O assalto da besta federalista

Juncker recebeu os sopros, os recados, as instruções, as ordens que deram forma ao discurso que foi ler perante o Parlamento Europeu. Encomendaram-lhe o primeiro acto de um golpe em marcha.

CréditosStephanie Lecocq/EPA / Agência Lusa

A resposta à derrocada das instituições ditas europeias começa a ganhar contornos de uma fuga para a frente em forma de golpe palaciano, para impor soluções federalistas que não estão contempladas em qualquer norma regimental da União Europeia.

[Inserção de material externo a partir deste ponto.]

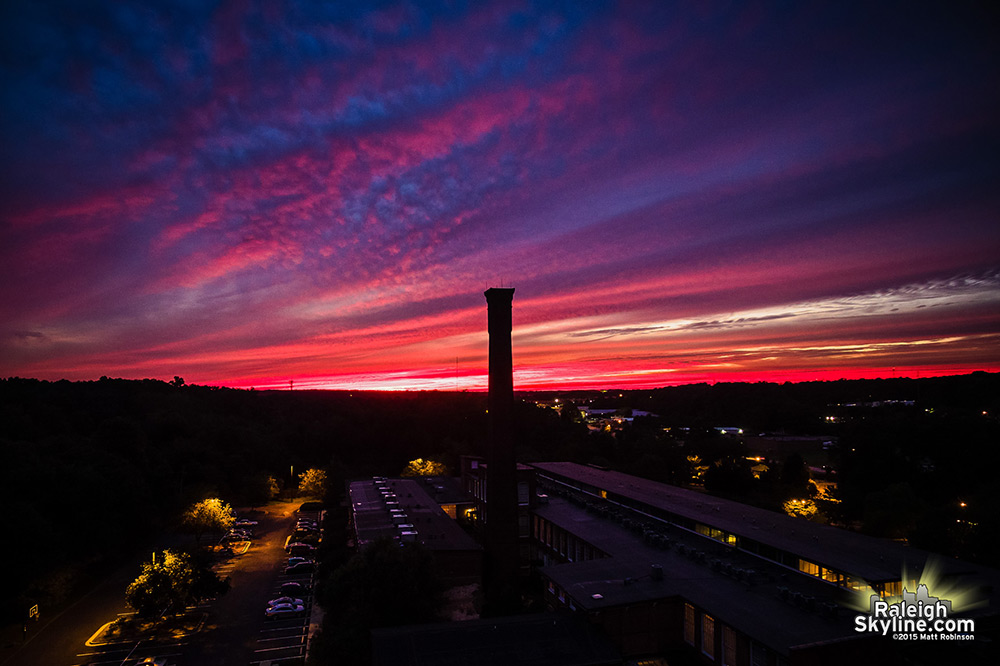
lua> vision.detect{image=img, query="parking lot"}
[65,501,321,666]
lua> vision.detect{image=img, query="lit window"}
[799,559,819,576]
[701,613,715,659]
[684,604,694,645]
[722,627,736,666]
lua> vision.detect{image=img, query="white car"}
[267,597,305,608]
[264,604,306,620]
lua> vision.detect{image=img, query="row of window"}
[531,515,608,562]
[684,603,785,666]
[543,470,916,597]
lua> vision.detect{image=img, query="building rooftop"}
[534,462,970,583]
[372,613,622,666]
[536,498,856,654]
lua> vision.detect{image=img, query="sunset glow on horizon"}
[0,1,1000,390]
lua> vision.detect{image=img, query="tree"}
[125,550,229,617]
[184,497,236,541]
[400,458,448,476]
[299,467,326,497]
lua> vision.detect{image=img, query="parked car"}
[264,604,306,620]
[285,561,316,575]
[267,597,305,608]
[285,541,316,556]
[281,581,309,597]
[292,530,319,544]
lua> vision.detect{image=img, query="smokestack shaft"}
[485,289,518,610]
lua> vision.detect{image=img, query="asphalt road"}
[0,501,311,666]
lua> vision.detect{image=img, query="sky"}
[0,0,1000,390]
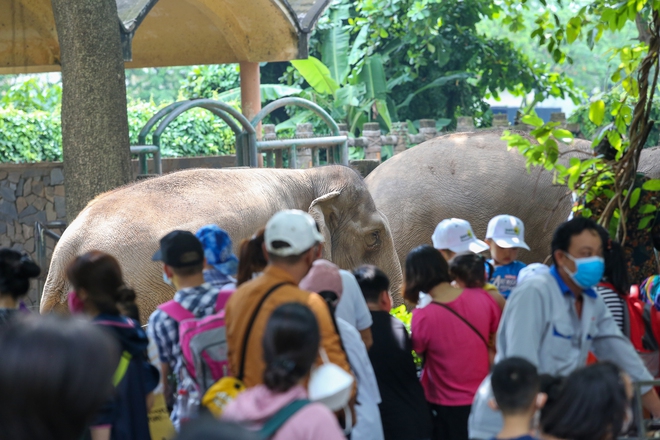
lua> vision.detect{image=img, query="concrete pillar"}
[456,116,474,132]
[240,61,264,167]
[419,119,438,141]
[392,122,408,154]
[362,122,383,160]
[493,113,509,127]
[296,123,314,168]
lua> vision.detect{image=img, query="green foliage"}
[180,64,240,99]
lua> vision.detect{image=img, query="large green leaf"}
[217,84,302,102]
[358,55,387,100]
[291,57,339,95]
[396,72,472,109]
[321,10,350,84]
[335,84,366,107]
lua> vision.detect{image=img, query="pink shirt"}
[222,385,346,440]
[411,288,502,406]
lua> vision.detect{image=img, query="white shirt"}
[335,316,385,440]
[335,269,373,331]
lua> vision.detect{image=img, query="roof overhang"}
[0,0,331,74]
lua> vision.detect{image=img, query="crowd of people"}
[0,210,660,440]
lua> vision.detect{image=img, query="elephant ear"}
[308,191,341,261]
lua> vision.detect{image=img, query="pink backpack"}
[158,290,234,395]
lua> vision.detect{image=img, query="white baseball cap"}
[486,215,529,250]
[264,209,324,257]
[431,218,490,254]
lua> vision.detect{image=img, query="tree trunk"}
[52,0,131,223]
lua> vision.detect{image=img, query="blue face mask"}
[564,253,605,289]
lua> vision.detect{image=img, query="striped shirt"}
[594,285,625,334]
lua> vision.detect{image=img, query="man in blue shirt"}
[486,215,529,298]
[469,217,660,439]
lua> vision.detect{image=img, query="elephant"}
[40,165,402,322]
[365,130,592,267]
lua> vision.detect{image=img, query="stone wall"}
[0,156,236,309]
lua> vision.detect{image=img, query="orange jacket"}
[225,266,352,388]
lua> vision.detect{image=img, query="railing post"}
[296,123,314,168]
[262,124,281,168]
[362,122,383,160]
[393,122,408,154]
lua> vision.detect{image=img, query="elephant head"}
[309,168,402,305]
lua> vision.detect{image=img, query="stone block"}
[44,186,55,202]
[16,197,27,214]
[32,197,46,211]
[23,238,34,252]
[0,186,16,202]
[18,206,37,221]
[32,182,44,197]
[21,178,32,197]
[50,168,64,185]
[0,200,18,220]
[21,224,34,241]
[55,196,66,218]
[46,202,57,222]
[14,178,25,197]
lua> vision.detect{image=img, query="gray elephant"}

O discurso sobre o «Estado da União» proferido por Jean-Claude Juncker perante o Parlamento Europeu foi a detonação desse golpe. Nada sobre o «estado» da União – que os dirigentes de Bruxelas resumem a lendas, efabulações e intenções transpostas dos reinos da virtualidade propagandística; tudo sobre a União que terá de existir até 2025, segundo os interesses transnacionais para os quais foi criada.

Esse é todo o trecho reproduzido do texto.